Many OS ship with a wide variety of services that:
- share information over the network
- locate other devices
- synchronize the time
- allow you to access or transfer files
- and more
Turning off services can be difficult because:
- names don’t indicate their actual function
- requires time investment in research
Best way to start to turn off services is to determine the network ports on which the system is listening for network connections.

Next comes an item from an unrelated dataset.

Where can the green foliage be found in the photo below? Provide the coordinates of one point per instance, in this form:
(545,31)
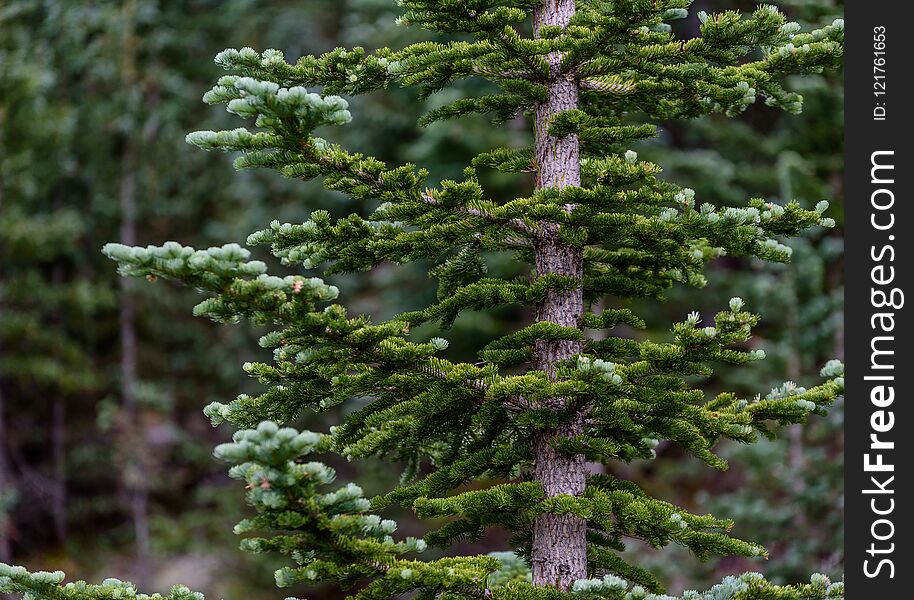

- this can give clues as to what might be on the backend of the open port
To see open ports you can use:
- netstat (Windows default)
- Nmap
Alter Default Accounts
Many OS come with standard accounts:
- guest account
- administrator account
- potentially others
Default accounts are a risk because they often have:
- excessively liberal permissions
- a weak default password or no password
You can typically turn off guest and support accounts without issue.
Admin accounts cannot be removed without issue.
- change the password to something secure
- change the name of the account
Apply the Principle of Least Privileges
The principle of least privileges dictates that you should allow a party only the absolutely minimum permission needed for it to carry out its function.
Most OS separate tasks into those need require admin permissions and those that don’t.
- Unix and Linux-like OS don’t allow admin/root/superuser permssions for standard users by default
- but the user can elevate their privilege
- Windows OS typically does allow admin permissions for standard users making it more vulnerable
Perform Updates
Perform regular and timely updates to OS and applications to protect against vulnerabilities.
- Most crucial time to ensure system is patched is directly after installation
- best practice is to download a patch onto a removable media and patch the system before connecting it to the network
Turn on Logging and Auditing
Key information for logging:
- Log files
- User activity
- Network traffic
Turn on activity logging for:
- failed login attempts
- usage of admin privileges
- users logging in to and out of the system itself
- changes to the operating system
- similar such events
Could also install 3rd party apps and tools for logging, monitoring, and auditing.
Reviewing logs is an important part of the process.